Wednesday, August 06, 2014

Solar Energy Farm Coming to City Owned Land


In Executive Session on August 5th San Angelo's City Council approved the negotiation and execution of a lease of approximately 80 acres to OE Renewables Texas LLC.  A search of state databases lead to OneEnergy Renewables.


Their website states:

“Utility-Scale” solar refers to projects with a generating capacity greater than 2 megawatts (MW) that provide power directly to the electric grid. To put this in perspective in terms of required land, a 2 MW solar project would require roughly 15 acres of land, and a 10MW solar project would require roughly 60 acres of land.
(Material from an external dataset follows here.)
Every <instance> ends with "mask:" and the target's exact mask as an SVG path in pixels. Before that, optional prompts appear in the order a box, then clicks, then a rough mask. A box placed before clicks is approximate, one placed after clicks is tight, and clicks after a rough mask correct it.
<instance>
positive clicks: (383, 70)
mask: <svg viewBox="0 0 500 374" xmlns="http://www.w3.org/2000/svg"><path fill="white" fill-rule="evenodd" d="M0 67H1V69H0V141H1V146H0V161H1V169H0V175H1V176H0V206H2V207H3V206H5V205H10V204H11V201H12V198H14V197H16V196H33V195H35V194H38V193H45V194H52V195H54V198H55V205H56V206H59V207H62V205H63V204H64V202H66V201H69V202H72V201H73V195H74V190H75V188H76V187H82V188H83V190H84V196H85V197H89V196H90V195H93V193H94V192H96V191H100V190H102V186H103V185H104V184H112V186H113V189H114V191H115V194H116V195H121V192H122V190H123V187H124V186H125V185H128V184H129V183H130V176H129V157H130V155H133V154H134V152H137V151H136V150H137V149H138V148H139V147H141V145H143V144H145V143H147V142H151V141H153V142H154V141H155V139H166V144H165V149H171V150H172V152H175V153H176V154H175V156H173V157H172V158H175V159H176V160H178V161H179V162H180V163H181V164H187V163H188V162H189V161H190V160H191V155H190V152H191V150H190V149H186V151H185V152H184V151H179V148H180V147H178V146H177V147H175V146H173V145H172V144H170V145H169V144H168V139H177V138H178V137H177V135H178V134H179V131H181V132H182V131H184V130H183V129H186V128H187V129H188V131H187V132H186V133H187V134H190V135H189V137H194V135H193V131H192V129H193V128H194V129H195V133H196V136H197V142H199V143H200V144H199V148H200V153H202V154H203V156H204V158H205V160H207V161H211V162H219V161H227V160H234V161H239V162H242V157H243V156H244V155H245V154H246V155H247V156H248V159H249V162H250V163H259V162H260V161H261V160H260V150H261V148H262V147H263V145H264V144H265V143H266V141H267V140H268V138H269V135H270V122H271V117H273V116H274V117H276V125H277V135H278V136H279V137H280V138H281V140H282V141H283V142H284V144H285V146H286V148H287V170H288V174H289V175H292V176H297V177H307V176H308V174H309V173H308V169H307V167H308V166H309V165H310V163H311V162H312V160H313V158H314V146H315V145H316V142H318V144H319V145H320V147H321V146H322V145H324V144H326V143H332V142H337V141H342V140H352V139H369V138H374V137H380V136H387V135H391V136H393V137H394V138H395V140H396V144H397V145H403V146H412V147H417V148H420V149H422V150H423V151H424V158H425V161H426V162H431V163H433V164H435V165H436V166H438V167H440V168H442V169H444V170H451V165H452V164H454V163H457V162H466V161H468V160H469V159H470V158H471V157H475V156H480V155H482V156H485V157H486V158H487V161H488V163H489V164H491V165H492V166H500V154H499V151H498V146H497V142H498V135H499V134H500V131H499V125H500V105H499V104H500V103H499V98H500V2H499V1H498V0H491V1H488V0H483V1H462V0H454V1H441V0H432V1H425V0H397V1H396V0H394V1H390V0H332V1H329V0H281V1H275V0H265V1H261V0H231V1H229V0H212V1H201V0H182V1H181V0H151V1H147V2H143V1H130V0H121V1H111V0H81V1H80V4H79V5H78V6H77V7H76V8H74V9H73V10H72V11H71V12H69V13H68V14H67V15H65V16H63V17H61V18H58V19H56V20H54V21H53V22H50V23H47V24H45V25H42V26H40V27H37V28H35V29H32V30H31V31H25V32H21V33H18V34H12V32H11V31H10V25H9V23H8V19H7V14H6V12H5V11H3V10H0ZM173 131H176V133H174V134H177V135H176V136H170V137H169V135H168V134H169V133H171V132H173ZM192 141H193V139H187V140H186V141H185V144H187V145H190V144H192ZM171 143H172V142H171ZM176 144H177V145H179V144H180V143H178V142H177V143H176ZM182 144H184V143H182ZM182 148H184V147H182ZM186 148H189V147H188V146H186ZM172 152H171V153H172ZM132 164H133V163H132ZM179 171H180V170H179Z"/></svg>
The land City Council approved for lease could support a 12.5 MW solar project.  Representative Drew Darby pushed for the state to subsidize industrial scale solar in the 2011 Texas Legislature.  I expect that push to return.

From the time we sign a lease, it typically takes 1 to 3 years to complete the solar development. This includes 18 to 24 months for the development phase and around 12 to 18 months of construction. Actual timelines vary by project and may take up to 5 years depending on market variability and state regulatory processes.

COSADC, the city's development corporation, worked the deal which council approved.  It will be interesting to hear more details.  I assume they will come before the public at some point, especially as OneEnergy's #2 commitment is to "be transparent."

It doesn't hurt that Texas wholesale energy prices are fixin' to jump into the stratosphere:

Peak wholesale energy prices will soar to $9,000 per megawatt hour in 2015 from $5,000 today.  They went from $3,000 to $4,500 in 2012.   
 Watch this deal and how the average citizen benefits.